Accepting ourselves as we are can be extremely challenging, especially if that wasn’t modeled for us as children. Many people think they have to be worthy of acceptance by graduating with that degree, getting that great job, losing x amount of pounds, or having that fairy tale relationship. What if you were worthy of acceptance and love as the person you are right now, without changing anything? It’s true, and yes it is possible! The hardest part about beginning your self-acceptance journey is realizing that you don’t need to change anything about yourself to be worthy of acceptance. Here are three steps you can start taking today to increase your self-acceptance:
Express compassion, kindness, patience, and understanding towards yourself. When challenging emotions or thoughts arise, name them, feel them, and allow them to be present. Feelings and thoughts are impermanent and will pass. If you struggle with a task at work, or feel like you’ve made a mistake, allow yourself the room to do those things. We need to challenge ourselves and make mistakes in order to grow and become better versions of ourselves (or a better coworker, parent, sibling, partner, etc.). Notice how you talk to yourself throughout the day; would you say those things to your best friend, parent, partner, or a child? If not, think about small ways to start practicing self-compassion and notice how you feel afterwards.
Identify your strengths and what makes you unique….then embrace those. Everyone has their own strengths and struggles in life. Spend time identifying what your strengths are and how those have helped you move through challenging times in your life. Think about what makes you unique; how do you feel about those parts of yourself? If you notice hiding parts of yourself or personality around others, ask yourself why that might be. Maybe there are environments or people you can practice sharing those parts of yourself with, if it feels safe to do so. When we are our most genuine selves, it feels much easier to accept who we are. Remind yourself of all the moments in your life you thought you would never make it through, but you did and you’re still here. You can do hard things!

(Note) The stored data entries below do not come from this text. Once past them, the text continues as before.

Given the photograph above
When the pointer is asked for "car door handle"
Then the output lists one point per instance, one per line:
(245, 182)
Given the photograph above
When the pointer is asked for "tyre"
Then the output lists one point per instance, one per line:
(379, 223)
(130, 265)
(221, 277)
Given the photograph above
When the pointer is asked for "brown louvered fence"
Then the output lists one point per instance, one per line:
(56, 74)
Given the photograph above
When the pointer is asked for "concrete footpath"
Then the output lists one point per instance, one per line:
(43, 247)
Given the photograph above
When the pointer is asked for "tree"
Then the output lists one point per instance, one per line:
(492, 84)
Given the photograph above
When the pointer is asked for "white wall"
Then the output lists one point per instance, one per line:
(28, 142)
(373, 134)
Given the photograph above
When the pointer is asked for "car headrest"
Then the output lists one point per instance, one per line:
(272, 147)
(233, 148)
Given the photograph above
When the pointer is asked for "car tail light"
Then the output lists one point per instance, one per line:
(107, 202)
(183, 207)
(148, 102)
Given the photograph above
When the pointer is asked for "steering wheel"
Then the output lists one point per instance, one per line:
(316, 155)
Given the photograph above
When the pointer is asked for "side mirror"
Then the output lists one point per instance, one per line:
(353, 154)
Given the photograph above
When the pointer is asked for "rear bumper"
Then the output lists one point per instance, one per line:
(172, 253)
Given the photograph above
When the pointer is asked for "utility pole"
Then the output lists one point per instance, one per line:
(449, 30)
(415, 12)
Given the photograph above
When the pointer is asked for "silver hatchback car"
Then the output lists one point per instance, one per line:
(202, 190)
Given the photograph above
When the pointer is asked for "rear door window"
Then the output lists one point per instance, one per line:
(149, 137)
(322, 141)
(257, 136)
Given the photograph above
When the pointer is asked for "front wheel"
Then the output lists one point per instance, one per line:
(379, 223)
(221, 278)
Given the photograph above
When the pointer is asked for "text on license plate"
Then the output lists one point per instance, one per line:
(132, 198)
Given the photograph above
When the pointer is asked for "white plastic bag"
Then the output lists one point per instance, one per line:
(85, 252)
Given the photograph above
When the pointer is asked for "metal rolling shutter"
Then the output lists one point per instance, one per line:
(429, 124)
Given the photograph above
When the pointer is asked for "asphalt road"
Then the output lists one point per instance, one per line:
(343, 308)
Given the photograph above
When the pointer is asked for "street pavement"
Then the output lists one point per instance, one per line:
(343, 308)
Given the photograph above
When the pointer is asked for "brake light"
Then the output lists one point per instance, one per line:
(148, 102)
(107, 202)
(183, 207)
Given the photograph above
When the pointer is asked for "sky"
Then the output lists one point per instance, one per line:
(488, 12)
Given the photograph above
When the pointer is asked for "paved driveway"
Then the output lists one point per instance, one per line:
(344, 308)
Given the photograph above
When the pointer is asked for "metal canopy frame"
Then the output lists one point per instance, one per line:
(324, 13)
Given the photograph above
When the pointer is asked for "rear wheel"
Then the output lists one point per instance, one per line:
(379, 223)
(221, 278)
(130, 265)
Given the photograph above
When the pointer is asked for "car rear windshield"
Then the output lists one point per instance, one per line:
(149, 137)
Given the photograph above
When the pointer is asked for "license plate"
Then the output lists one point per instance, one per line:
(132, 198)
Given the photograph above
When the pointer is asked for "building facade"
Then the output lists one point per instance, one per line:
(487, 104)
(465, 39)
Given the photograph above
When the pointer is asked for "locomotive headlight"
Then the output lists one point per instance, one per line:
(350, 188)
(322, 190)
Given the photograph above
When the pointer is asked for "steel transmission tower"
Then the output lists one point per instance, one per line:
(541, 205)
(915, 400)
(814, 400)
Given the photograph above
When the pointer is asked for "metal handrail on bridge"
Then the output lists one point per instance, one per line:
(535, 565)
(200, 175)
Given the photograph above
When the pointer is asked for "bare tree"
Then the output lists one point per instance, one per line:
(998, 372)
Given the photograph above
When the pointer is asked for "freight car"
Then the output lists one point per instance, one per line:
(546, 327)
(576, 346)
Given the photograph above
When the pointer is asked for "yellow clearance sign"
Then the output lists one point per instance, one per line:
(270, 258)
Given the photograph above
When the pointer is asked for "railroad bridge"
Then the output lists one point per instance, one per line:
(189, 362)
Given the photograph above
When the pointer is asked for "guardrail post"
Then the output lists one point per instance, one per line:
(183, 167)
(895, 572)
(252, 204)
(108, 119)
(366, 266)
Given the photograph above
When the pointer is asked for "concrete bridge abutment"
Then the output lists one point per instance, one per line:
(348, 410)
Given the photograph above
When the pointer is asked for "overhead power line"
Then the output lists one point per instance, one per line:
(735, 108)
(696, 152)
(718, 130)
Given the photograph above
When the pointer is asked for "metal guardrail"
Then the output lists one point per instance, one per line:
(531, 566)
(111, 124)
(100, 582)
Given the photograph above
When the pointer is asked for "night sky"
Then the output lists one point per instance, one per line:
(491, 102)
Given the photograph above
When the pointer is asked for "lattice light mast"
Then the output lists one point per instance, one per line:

Practice mindfulness and present moment awareness. Mindfulness has become more well-known in the last five to ten years and information on the benefits are accessible online, on phone applications, social media, and magazines. Practicing mindfulness consistently improves your overall well-being and helps you learn to live in the present moment. Mindfulness doesn’t look the same for everyone, so try different practices until something resonates with you. An easy beginning point is sitting for five to ten minutes focusing on your breath. Anytime your mind wonders (which it will), notice that it wondered and bring your focus back to your breath without judging or being critical of yourself.
After reading through the steps above, choose one or two that you’d like to focus on. Instead of trying to change everything at once, or immediately, and then feeling frustrated with yourself, think of small steps to take moving forward. Maybe you practice self-compassion for one day or one hour out of the week; this is still change and it is enough. Allow yourself the time and space to learn and practice these skills, especially if you find it challenging at first.